HIV-1 superinfection occurs despite the preexisting host immune response to the initial virus.1 Rates of superinfection have been estimated to be close to rates of initial infection, indicating a lack of protective immunity against newly acquired HIV-1 infection by preexisting infection. However, superinfection may be difficult to detect when the superinfecting virus is of the same subtype as the initial virus, and the detection of possible consequent recombinants is restricted to a handful of reports.2–6
It has previously been reported that superinfection with a virus of different subtype can result in replacement of the original virus.2,7–9 Fang et al.4 showed replacement of subtype A virus with AC, but did not show the presence of “pure” subtype C virus, so the superinfection could have been with an AC recombinant. Others have reported dual infection10 or superinfection3,5,6 with the same subtype followed by recombination. Koelsch et al.11 described complete replacement of drug-resistant virus with superinfecting wild-type virus, while Pingen et al.12 described complete replacement of wild-type virus with drug-resistant virus, but recombination was not detected in these reports.

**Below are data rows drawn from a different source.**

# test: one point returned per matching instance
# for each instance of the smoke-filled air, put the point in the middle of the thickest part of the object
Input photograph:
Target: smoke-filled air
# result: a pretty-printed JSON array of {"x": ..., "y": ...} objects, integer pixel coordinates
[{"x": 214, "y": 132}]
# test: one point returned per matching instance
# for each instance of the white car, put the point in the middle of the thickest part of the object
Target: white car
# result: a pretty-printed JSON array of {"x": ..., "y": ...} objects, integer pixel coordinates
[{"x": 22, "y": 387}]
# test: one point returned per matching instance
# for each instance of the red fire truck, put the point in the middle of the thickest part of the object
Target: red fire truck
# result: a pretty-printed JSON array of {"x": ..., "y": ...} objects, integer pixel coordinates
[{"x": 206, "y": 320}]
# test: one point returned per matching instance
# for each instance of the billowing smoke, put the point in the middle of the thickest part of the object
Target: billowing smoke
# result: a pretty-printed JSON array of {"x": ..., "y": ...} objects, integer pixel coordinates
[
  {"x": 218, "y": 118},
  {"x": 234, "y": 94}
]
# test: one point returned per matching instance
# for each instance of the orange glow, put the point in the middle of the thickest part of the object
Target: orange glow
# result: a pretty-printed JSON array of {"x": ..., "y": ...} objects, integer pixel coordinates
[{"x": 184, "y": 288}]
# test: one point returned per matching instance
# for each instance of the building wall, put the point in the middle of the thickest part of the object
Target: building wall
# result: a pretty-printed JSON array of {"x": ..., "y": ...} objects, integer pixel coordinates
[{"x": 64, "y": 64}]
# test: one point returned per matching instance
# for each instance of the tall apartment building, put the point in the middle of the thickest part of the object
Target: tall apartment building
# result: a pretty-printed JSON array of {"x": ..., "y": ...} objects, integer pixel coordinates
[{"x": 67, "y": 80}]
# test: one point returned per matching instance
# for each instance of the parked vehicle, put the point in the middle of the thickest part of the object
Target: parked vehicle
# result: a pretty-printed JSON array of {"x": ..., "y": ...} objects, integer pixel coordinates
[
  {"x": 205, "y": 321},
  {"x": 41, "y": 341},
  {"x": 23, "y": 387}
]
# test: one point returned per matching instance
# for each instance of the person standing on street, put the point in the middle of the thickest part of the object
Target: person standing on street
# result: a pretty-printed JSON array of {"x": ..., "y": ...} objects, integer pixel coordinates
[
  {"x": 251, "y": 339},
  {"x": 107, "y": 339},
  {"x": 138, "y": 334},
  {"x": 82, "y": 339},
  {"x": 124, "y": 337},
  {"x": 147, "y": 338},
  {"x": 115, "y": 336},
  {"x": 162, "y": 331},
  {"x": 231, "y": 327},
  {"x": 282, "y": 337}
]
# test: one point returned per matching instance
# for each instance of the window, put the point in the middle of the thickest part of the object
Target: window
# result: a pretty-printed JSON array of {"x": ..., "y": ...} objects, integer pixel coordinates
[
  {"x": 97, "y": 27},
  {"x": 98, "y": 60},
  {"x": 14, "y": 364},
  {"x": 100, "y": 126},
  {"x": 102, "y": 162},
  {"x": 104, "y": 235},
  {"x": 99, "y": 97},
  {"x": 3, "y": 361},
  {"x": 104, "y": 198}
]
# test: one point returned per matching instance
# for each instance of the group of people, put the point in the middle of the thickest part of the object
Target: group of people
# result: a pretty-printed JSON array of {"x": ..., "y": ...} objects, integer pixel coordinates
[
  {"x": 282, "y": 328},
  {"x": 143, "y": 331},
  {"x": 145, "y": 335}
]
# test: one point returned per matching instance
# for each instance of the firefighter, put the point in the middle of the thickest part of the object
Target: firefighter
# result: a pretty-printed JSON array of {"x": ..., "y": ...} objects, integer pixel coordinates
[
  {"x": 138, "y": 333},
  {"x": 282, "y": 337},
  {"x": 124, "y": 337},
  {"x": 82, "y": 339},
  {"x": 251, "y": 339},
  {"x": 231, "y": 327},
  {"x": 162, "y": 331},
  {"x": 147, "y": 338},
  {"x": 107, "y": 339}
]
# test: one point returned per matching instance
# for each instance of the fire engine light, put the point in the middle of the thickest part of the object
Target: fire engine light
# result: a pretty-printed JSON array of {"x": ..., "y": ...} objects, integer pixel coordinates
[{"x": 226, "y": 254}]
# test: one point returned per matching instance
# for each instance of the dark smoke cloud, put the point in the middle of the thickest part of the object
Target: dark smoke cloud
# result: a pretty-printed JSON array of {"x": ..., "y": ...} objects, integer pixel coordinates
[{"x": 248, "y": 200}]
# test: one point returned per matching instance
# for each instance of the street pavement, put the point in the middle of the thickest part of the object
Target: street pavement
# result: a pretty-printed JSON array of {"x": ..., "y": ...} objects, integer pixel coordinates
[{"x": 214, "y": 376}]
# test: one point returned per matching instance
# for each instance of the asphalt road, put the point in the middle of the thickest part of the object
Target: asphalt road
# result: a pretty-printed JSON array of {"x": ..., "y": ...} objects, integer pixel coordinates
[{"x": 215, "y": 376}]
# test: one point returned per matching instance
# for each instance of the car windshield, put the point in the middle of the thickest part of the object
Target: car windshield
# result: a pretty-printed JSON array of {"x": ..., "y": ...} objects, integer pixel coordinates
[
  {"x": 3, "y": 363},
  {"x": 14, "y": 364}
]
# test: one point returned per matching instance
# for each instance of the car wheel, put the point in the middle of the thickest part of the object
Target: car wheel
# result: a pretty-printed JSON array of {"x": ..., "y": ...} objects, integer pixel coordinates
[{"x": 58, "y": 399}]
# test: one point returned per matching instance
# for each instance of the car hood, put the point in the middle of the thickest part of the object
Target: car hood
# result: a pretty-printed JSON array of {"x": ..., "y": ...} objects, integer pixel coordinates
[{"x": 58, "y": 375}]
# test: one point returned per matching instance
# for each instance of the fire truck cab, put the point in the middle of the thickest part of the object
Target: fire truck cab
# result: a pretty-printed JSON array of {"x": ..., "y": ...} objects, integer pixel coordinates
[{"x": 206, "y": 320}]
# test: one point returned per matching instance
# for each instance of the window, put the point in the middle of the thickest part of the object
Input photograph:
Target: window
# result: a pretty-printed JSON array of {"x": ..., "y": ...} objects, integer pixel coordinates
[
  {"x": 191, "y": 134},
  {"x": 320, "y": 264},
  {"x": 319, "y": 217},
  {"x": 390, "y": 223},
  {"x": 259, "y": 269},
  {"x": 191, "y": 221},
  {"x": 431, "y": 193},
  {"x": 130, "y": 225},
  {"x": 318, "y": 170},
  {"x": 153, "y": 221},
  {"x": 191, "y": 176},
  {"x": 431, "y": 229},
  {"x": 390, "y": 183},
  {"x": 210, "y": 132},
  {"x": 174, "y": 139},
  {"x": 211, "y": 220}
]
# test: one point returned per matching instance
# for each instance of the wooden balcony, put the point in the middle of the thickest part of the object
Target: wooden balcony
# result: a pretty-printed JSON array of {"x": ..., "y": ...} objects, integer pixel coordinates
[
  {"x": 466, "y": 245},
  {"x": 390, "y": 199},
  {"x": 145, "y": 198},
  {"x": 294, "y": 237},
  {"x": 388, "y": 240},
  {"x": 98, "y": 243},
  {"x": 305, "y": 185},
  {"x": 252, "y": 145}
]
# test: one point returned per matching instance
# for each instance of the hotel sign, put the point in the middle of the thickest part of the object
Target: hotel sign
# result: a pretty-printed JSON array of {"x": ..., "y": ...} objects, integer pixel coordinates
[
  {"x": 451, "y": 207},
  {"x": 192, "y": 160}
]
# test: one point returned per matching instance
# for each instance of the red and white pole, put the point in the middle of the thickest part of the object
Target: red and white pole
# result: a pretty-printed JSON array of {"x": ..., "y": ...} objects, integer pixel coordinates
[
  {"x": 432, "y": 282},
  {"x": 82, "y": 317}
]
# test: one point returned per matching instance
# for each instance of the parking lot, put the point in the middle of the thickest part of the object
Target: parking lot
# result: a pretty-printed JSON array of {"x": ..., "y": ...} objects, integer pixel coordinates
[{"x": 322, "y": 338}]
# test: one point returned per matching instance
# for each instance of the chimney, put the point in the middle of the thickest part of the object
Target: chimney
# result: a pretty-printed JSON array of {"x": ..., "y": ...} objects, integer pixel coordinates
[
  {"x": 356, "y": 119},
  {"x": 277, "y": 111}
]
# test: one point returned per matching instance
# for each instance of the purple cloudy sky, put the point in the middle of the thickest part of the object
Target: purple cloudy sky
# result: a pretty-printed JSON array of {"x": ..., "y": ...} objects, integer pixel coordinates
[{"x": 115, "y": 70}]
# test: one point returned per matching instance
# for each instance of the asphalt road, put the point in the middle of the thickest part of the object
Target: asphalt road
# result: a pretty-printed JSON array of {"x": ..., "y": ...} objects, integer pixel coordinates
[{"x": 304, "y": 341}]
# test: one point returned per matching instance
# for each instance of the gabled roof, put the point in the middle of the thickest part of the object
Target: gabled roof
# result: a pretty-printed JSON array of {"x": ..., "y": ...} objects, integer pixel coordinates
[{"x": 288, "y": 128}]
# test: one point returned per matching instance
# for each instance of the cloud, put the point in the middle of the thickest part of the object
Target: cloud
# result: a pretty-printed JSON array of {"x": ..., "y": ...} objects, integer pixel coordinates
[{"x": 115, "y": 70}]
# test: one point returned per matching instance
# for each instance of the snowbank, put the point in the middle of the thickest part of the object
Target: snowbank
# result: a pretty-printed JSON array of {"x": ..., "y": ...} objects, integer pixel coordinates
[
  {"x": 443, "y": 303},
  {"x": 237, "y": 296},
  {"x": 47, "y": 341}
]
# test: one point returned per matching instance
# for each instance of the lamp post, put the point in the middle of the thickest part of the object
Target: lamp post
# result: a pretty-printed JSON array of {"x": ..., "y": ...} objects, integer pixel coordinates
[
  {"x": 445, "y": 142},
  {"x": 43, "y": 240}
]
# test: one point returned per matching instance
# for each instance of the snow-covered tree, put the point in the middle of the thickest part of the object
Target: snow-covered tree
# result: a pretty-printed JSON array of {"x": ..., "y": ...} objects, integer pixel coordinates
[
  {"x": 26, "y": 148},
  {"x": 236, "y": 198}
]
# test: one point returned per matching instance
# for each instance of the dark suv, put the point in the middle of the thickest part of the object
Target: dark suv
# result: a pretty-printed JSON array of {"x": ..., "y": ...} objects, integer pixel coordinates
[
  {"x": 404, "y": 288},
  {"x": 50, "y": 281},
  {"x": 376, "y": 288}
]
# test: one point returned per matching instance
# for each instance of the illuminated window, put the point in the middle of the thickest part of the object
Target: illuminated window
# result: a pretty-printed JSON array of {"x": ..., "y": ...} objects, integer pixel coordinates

Here, we report an examination of HIV-1 superinfection using single genome analysis. Our data show almost complete replacement in blood plasma of the initial transmitted drug-resistant strain by recombinants of the initial and secondary infecting HIV-1 variants. To our knowledge, this is the first study to examine HIV-1 recombination over time after superinfection in such detail using single genome analysis.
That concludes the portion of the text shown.